-
Skill level
Intermediate
-
Time to complete
Approx. 25 min
We are going to build a Bytewax dataflow that will facilitate receiving prompts via NATS, maintaining the conversation between the user and the AI as well as facilitate responding to the prompt via NATS. The overall architecture of our application is included for reference.
NATS Included in our docker-compose, you can also install NATS via their website
Docker/Docker Compose We will use Docker to escape the subtleties in different OS and environments. Docker Compose will facilitate running multiple services that need to communicate with each other.
OpenAI API Key Follow the instructions on the OpenAI website
Python modules bytewax streamlit backoff pynats openai
To start, let's cover the input mechanism.

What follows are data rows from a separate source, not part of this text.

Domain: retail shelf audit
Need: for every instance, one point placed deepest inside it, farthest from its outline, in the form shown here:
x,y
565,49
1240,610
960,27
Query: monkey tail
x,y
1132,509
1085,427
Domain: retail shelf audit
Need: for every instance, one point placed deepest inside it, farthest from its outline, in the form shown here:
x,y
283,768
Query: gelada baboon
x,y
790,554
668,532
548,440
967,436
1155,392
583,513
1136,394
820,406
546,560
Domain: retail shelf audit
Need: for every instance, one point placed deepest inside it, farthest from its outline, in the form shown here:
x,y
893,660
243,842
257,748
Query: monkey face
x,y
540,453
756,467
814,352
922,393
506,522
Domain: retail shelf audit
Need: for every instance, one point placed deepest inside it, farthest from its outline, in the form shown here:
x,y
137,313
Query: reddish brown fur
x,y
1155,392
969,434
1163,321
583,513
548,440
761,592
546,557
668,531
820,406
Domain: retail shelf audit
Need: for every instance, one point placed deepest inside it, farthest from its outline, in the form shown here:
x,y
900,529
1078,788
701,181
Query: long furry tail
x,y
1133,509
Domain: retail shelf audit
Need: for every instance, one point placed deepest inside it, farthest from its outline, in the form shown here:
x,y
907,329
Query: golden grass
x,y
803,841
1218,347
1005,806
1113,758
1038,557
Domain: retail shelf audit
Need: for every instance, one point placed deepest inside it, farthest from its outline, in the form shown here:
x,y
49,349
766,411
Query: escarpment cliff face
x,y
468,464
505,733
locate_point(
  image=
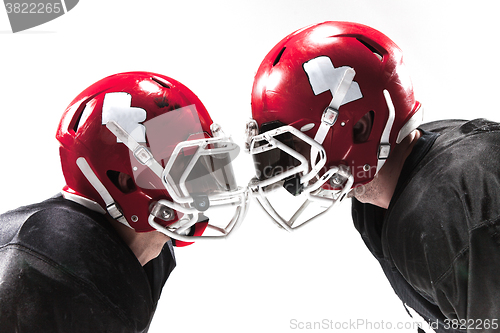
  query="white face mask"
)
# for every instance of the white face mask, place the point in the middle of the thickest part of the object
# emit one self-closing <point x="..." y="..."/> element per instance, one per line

We are going to construct a custom input with the Bytewax manualInputConfig
. This is going to subscribe to a NATS subject called prompts
and when a new NATSmessage is received, it will pass the required information downstream. The way that NATS works, we will get a unique INBOX
identifier and a payload. We need the INBOX identifier information to respond with that information since our frontend will be waiting for it. This is the way the NATS request loop works.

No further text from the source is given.